Tigers win big against Salukis thanks to career day from Mark Smith

Photo courtesy of Mizzou Athletics

Whatever Southern Illinois’ defensive plans were coming into Saturday’s game against Missouri, Mark Smith shredded them. Just absolutely annihilated them.

Smith set a career high mark with 23 points, off an incredible 7-9 shooting performance from three to lead the Tigers to a dominating victory, 64-48.

It has been a Jekyll and Hyde type season for both Smith and the Tigers. Just as the offense has looked quite brutal at times this year, Smith has had five games where he has shot under 25% from three, including the last two outings against Temple and Charleston Southern.

But when he is on, it has been something to watch. Sunday marked Smith’s best performance of his career, the fifth game this season where he has scored at least 18 points and shot at least 50% from three.

“My shot’s been feeling a lot better lately,” Smith said after his performance that tied the Mizzou Arena record for three pointers made in a game. “After the Charleston Southern game, I kind of got back to getting up between 500-1000 shots, really focusing and locking in, and it’s really just the extra work that I’ve been putting in.”

For a team that has struggled to shoot the ball from deep, that is quite the welcome relief.

Missouri struggled to generate offense early, clawing for offense with the Salukis. Smith broke the game open with four consecutive three-pointers, opening up a 21-9 lead and forcing a timeout.

Outside of Smith’s shooting performance from deep, Missouri was just 1-14 from deep, partially due to Torrence Watson’s continued struggles. Watson finished 0-6 from three.

Instead, Missouri made up for the missed shots with an all-out assault on the offensive glass. Southern Illinois was out-rebounded 34-15, losing the offensive rebounding battle 14-4. Javon Pickett grabbed three offensive boards, and scored 12 points.

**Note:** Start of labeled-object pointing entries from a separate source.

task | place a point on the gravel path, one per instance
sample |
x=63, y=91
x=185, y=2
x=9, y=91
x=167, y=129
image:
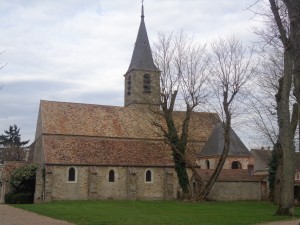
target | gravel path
x=13, y=216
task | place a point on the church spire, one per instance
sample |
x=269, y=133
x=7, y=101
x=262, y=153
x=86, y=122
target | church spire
x=142, y=55
x=142, y=9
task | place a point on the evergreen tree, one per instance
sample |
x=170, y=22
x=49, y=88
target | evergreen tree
x=13, y=149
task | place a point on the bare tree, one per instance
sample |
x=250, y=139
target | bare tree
x=231, y=68
x=183, y=64
x=285, y=25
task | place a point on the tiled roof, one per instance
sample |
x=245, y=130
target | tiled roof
x=214, y=145
x=229, y=175
x=113, y=121
x=76, y=133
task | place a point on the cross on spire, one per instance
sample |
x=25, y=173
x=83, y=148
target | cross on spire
x=142, y=9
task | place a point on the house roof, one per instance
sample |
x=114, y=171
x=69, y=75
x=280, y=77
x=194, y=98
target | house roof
x=75, y=133
x=214, y=145
x=142, y=56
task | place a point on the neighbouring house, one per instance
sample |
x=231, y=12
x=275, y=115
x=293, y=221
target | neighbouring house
x=87, y=151
x=262, y=158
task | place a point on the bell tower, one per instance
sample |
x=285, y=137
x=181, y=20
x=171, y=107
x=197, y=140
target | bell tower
x=142, y=79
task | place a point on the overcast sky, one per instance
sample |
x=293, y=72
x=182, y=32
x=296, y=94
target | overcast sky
x=79, y=50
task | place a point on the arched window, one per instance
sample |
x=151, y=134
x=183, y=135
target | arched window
x=111, y=176
x=236, y=165
x=148, y=176
x=72, y=174
x=207, y=163
x=147, y=83
x=129, y=85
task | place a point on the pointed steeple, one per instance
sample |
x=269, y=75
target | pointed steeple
x=142, y=55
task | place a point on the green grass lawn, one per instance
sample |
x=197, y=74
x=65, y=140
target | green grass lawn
x=158, y=212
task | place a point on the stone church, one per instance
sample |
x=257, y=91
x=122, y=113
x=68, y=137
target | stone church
x=87, y=151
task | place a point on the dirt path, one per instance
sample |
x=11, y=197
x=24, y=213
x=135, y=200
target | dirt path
x=13, y=216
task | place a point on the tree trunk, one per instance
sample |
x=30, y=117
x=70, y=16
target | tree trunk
x=226, y=147
x=286, y=204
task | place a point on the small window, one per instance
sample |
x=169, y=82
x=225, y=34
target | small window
x=207, y=163
x=129, y=85
x=111, y=176
x=147, y=83
x=236, y=165
x=72, y=174
x=148, y=176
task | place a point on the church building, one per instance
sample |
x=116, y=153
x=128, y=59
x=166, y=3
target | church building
x=88, y=151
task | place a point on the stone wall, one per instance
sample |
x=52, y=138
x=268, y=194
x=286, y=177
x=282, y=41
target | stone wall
x=92, y=182
x=136, y=89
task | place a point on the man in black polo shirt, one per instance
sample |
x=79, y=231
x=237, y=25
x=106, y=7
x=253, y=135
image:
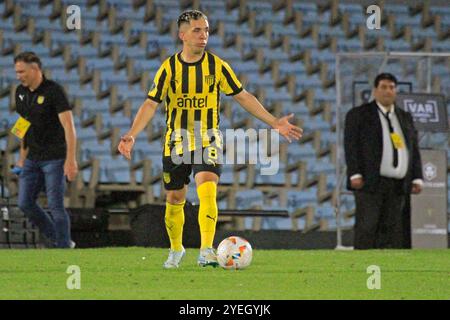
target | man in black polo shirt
x=47, y=153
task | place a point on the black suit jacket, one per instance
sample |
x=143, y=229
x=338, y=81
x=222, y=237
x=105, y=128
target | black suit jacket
x=363, y=142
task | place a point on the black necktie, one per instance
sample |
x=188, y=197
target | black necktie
x=391, y=130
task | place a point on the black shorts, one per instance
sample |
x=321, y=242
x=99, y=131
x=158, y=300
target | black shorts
x=176, y=175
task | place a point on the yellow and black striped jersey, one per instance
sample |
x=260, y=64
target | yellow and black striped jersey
x=192, y=98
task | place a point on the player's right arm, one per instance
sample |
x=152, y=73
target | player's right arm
x=143, y=117
x=147, y=110
x=22, y=154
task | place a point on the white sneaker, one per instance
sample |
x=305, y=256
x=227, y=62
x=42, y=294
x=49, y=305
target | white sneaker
x=174, y=259
x=207, y=257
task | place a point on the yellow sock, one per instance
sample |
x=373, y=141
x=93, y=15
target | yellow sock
x=207, y=214
x=174, y=219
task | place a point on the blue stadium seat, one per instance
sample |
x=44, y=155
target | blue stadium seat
x=301, y=198
x=322, y=165
x=8, y=120
x=300, y=152
x=93, y=149
x=116, y=121
x=86, y=134
x=7, y=24
x=36, y=11
x=247, y=199
x=118, y=170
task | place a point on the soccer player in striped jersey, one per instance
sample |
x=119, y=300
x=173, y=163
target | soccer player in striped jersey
x=189, y=83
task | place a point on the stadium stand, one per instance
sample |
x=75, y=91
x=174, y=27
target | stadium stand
x=282, y=50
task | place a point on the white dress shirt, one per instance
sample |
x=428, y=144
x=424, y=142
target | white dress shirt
x=387, y=168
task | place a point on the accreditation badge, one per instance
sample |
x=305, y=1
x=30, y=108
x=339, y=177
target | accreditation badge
x=397, y=141
x=20, y=127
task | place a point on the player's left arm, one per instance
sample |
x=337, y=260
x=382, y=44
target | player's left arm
x=249, y=102
x=70, y=165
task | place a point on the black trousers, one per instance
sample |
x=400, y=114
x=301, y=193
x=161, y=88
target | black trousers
x=379, y=216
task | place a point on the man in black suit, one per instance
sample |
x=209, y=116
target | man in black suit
x=383, y=166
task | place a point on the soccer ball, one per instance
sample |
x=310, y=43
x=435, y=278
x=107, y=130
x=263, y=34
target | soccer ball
x=234, y=253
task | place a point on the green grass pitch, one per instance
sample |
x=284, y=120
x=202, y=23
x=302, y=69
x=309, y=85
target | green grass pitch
x=136, y=273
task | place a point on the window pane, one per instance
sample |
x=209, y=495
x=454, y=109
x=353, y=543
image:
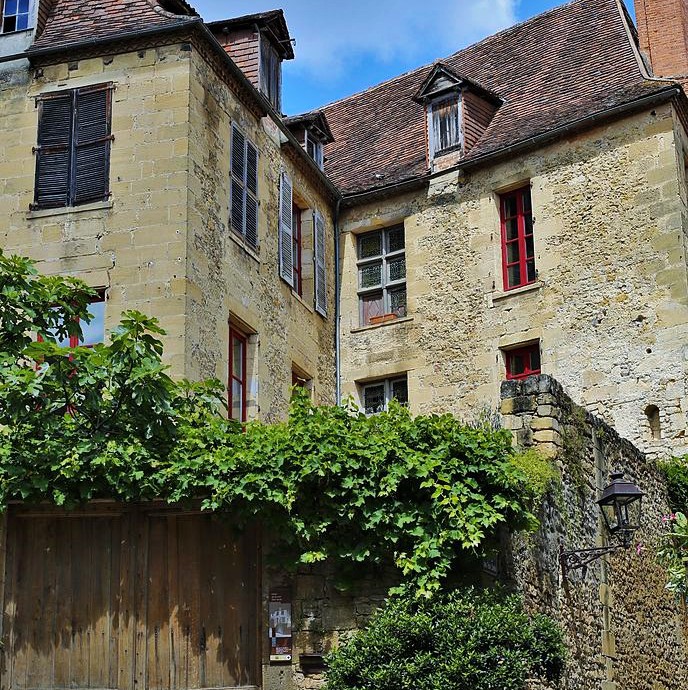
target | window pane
x=237, y=358
x=512, y=253
x=395, y=239
x=374, y=398
x=511, y=229
x=370, y=275
x=517, y=365
x=400, y=391
x=371, y=305
x=514, y=275
x=237, y=400
x=397, y=302
x=370, y=245
x=94, y=332
x=509, y=206
x=397, y=268
x=535, y=359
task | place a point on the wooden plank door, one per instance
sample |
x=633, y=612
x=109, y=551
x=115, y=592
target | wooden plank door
x=62, y=602
x=200, y=617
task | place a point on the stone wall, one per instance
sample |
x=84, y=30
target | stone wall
x=623, y=629
x=610, y=305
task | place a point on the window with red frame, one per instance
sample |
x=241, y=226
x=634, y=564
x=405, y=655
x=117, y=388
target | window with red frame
x=236, y=388
x=518, y=249
x=92, y=333
x=523, y=362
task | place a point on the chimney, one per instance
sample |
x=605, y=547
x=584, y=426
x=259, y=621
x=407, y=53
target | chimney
x=258, y=43
x=663, y=35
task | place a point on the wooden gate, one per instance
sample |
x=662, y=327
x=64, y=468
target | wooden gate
x=130, y=599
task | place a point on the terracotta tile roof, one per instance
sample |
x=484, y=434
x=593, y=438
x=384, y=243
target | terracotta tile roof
x=568, y=63
x=74, y=21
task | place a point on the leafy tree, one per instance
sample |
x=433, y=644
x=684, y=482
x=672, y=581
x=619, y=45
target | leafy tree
x=108, y=422
x=465, y=640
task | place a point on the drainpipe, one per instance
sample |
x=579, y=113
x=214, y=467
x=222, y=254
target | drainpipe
x=337, y=290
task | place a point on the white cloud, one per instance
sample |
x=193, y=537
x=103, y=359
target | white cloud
x=332, y=35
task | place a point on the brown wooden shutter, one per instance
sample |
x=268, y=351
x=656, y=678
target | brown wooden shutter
x=251, y=194
x=90, y=170
x=53, y=151
x=320, y=265
x=237, y=165
x=286, y=234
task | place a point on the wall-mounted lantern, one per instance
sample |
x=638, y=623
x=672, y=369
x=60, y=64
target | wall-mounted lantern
x=620, y=504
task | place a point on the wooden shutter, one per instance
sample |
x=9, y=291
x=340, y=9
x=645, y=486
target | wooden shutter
x=251, y=233
x=237, y=166
x=286, y=232
x=53, y=151
x=91, y=166
x=320, y=266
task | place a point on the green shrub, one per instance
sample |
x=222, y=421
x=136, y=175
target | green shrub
x=465, y=640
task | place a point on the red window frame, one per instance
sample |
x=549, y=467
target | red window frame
x=237, y=337
x=297, y=251
x=518, y=271
x=530, y=356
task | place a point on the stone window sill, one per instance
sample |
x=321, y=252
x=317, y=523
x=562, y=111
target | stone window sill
x=403, y=319
x=69, y=210
x=533, y=287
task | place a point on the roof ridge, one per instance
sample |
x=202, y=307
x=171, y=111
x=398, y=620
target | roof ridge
x=491, y=37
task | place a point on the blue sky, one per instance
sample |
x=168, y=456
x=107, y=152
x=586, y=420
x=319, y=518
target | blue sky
x=345, y=46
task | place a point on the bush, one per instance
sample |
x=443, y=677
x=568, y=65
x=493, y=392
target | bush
x=465, y=640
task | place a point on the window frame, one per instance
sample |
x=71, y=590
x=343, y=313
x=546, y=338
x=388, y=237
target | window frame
x=521, y=239
x=15, y=16
x=388, y=384
x=240, y=337
x=244, y=182
x=434, y=147
x=297, y=249
x=525, y=351
x=386, y=287
x=71, y=142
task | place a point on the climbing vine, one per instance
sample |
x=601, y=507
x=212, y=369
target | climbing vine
x=108, y=422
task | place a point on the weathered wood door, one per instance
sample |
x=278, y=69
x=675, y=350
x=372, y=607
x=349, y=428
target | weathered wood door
x=130, y=599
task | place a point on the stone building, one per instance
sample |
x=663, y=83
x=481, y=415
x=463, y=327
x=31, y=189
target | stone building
x=517, y=207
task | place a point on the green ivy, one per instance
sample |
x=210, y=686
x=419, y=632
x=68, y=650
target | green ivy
x=464, y=640
x=108, y=422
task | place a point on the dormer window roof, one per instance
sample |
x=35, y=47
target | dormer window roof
x=457, y=110
x=313, y=132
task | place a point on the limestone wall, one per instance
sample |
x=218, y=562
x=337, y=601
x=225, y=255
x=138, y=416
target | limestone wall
x=623, y=629
x=609, y=308
x=229, y=280
x=133, y=244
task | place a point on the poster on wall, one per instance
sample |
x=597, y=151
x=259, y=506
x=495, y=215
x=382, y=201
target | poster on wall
x=279, y=626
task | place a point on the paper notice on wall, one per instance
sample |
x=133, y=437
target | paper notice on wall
x=279, y=626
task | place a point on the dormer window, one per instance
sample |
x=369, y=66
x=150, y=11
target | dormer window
x=15, y=15
x=458, y=113
x=314, y=148
x=444, y=124
x=270, y=73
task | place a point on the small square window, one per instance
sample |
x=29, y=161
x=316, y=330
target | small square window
x=381, y=275
x=377, y=394
x=522, y=362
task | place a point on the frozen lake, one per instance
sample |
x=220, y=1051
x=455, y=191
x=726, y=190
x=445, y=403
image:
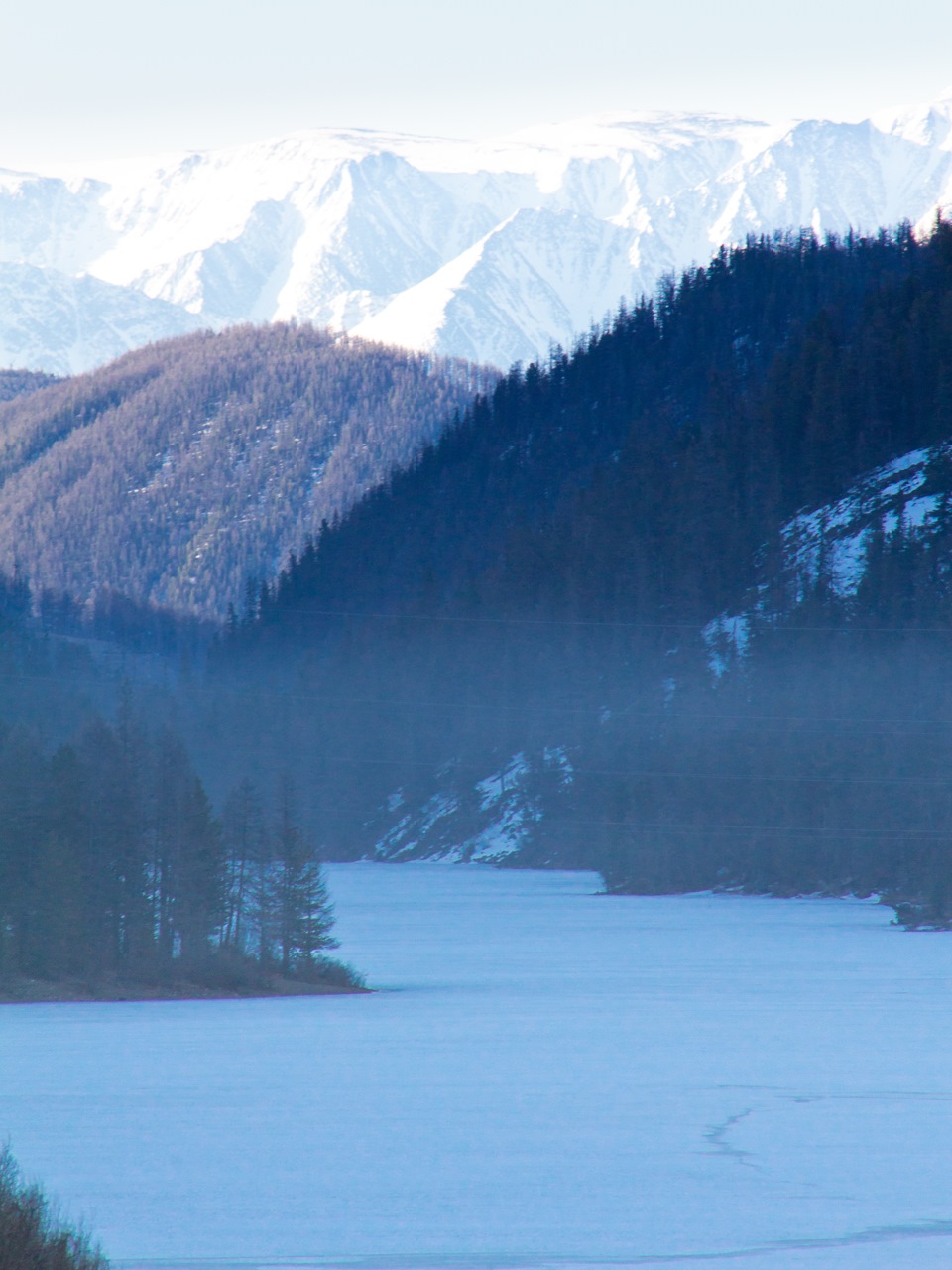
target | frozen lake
x=553, y=1079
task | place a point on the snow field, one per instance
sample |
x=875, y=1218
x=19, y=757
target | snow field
x=548, y=1078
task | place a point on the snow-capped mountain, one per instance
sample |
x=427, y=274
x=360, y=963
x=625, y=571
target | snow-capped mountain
x=484, y=249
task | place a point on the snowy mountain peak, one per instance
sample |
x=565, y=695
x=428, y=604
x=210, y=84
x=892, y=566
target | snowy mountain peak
x=485, y=249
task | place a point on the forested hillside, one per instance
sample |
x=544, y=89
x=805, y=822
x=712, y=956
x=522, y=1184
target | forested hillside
x=181, y=470
x=548, y=579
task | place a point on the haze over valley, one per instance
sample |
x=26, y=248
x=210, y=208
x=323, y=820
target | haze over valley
x=476, y=679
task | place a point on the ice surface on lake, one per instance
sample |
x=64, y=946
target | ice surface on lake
x=551, y=1079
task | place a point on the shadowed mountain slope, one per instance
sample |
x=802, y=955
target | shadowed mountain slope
x=180, y=470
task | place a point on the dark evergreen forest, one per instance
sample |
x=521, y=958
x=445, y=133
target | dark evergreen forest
x=116, y=874
x=543, y=574
x=540, y=580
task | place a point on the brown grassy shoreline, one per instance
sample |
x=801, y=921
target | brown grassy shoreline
x=22, y=991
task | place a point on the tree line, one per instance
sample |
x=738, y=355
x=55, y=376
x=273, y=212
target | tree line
x=116, y=870
x=542, y=575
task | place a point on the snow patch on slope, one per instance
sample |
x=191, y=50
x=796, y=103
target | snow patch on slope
x=479, y=822
x=490, y=250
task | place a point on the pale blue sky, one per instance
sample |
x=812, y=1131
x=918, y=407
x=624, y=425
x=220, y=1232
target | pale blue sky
x=103, y=77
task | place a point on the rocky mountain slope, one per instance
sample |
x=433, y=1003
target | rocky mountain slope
x=488, y=250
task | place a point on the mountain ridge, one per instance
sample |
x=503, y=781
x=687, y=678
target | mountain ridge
x=377, y=232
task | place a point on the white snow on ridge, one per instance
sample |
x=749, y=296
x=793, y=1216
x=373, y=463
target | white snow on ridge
x=484, y=249
x=910, y=493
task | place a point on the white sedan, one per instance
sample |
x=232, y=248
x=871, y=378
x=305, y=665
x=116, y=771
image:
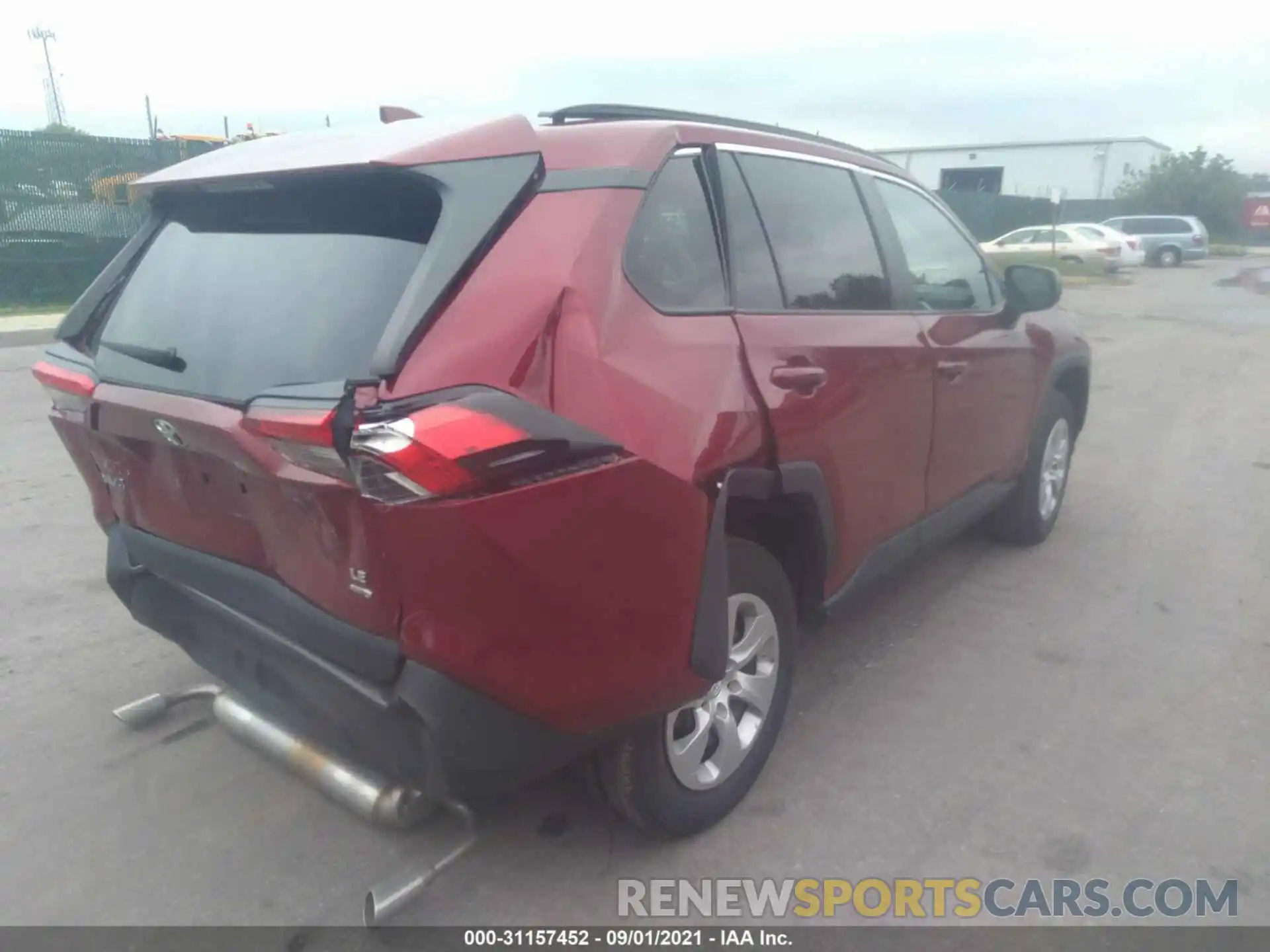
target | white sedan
x=1068, y=243
x=1130, y=249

“We just felt like, as a staff, when you’re not getting three point shots falling, you have to find ways to really get other production,” Cuonzo Martin said. “With the size of Kobe, Jeremiah and Mitch out there, you have to be able to rebound to get extra possessions, and I though we did that tonight.”

Pickett’s off-the-ball movement was quite noticeable as well, with a handful of his layups coming thanks to perfect cuts to the basket. His offense was symbolic of Missouri doing best what Southern Illinois did worst: generating offense inside the paint.

“When they double team our bigs, I made sure that I got to the paint,” Pickett said. “The bigs find us, and they did a great job passing out of the double teams.”

Missouri scored 34 of its 64 inside the paint, good for a 53% field goal percentage. The Salukis, by contrast, scored just six points in the paint. The Tigers’ relentless defense held them to 18% shooting inside the arc.

Leading 33-22 at half, Missouri’s defensive intensity yielded just 8 points in the first 10 minutes of the second frame, allowing the lead to grow to to 25 at one point.

Outside of a couple defensive breakdowns on the perimeter, there was very little to find fault with on defense, even by Martin’s standards. Missouri improves to 6-4, winners of their last two.

The wins over Temple and Southern Illinois can be used to serve as crucial momentum builders heading into Braggin’ Rights at the end of this week. If the Tigers can record wins against Illinois and Chicago State heading into conference play, the season will feel a whole lot different than it did a few weeks ago.